Only fragments of the writings of the founders of the atomic theory have come to us.

The views of these philosophers are preserved, and doubtless amplified and modified, in a Latin poem, _Concerning the Nature of Things_, written by Lucretius, who was born a century before the beginning of our era.

Let us consider the picture given in that poem of the material universe, and the method whereby the picture was produced.[2] [2] The quotations from Lucretius are taken from Munro's translation (4th Edition, 1886).
All knowledge, said Lucretius, is based on "the aspect and the law of nature." True knowledge can be obtained only by the use of the senses; there is no other method.

"From the senses first has proceeded the knowledge of the true, and the senses cannot be refuted.
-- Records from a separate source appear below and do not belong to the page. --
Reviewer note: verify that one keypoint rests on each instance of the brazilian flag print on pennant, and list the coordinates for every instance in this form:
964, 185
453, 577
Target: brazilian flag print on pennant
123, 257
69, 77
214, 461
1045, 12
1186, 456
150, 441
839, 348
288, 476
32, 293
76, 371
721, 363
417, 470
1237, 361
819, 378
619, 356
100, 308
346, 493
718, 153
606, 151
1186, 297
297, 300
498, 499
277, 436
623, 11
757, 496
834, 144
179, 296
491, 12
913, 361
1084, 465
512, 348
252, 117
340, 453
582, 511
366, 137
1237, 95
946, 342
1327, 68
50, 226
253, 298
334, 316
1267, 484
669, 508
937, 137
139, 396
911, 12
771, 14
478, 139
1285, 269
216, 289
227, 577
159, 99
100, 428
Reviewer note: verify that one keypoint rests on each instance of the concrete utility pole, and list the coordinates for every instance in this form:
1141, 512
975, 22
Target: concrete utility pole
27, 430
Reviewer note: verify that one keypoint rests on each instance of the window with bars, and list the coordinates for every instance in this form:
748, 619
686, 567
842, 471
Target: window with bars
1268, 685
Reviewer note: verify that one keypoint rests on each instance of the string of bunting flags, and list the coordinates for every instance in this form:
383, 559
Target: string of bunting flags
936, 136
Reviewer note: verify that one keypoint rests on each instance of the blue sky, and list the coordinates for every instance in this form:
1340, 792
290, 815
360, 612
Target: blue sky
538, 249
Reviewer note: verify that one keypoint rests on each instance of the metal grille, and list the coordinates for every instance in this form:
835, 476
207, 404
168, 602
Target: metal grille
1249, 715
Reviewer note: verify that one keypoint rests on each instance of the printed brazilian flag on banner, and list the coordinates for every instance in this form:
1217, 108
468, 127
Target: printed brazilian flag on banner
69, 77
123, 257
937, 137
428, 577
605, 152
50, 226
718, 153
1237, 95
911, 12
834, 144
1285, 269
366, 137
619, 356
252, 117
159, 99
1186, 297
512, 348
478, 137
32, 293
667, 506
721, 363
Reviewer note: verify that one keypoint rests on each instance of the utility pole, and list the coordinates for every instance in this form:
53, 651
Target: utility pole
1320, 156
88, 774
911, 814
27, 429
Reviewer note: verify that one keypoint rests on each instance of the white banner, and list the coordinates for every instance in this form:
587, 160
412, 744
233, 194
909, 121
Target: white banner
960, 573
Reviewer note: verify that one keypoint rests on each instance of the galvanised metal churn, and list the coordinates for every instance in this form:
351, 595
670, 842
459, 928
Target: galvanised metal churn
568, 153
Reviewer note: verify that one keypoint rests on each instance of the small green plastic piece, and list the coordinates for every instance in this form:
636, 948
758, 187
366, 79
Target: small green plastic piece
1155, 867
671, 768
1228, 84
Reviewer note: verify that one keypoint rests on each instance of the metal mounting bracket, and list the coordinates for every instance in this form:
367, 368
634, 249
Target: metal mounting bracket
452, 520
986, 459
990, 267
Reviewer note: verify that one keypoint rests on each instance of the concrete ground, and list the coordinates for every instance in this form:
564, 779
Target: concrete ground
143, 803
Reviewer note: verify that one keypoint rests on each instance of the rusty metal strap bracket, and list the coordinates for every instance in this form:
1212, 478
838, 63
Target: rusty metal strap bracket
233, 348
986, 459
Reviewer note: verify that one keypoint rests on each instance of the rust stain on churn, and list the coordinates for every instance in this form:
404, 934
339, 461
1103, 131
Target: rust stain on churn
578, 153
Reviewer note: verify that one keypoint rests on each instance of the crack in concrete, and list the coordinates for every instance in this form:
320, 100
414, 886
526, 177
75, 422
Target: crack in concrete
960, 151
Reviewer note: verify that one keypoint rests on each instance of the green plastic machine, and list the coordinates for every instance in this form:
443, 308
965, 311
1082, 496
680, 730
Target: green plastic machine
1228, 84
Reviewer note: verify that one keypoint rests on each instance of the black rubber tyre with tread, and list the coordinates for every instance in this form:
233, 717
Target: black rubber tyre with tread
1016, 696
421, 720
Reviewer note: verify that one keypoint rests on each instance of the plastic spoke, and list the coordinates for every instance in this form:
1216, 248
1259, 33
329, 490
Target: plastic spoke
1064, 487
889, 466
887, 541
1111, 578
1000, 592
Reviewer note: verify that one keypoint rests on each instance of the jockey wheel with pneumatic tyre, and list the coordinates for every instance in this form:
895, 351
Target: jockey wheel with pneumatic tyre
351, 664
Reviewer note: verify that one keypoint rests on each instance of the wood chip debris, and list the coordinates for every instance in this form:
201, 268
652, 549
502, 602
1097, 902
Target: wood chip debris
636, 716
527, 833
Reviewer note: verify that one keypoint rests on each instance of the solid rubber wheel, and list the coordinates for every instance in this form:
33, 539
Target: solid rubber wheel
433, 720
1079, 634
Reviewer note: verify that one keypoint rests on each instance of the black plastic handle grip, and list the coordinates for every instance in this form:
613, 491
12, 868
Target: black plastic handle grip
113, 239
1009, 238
Shall reason, founded on false sense, be able to contradict [the senses], wholly founded as it is on the senses?
And if they are not true, then all reason as well is rendered false." The first principle in nature is asserted by Lucretius to be that "Nothing is ever gotten out of nothing." "A thing never returns to nothing, but all things after disruption go back to the first bodies of matter." If there were not imperishable seeds of things, atoms, "first-beginnings of solid singleness," then, Lucretius urges, "infinite time gone by and lapse of days must have eaten up all things that are of mortal body." The first-beginnings, or atoms, of things were thought of by Lucretius as always moving; "there is no lowest point in the sum of the universe" where they can rest; they meet, clash, rebound, or sometimes join together into groups of atoms which move about as wholes.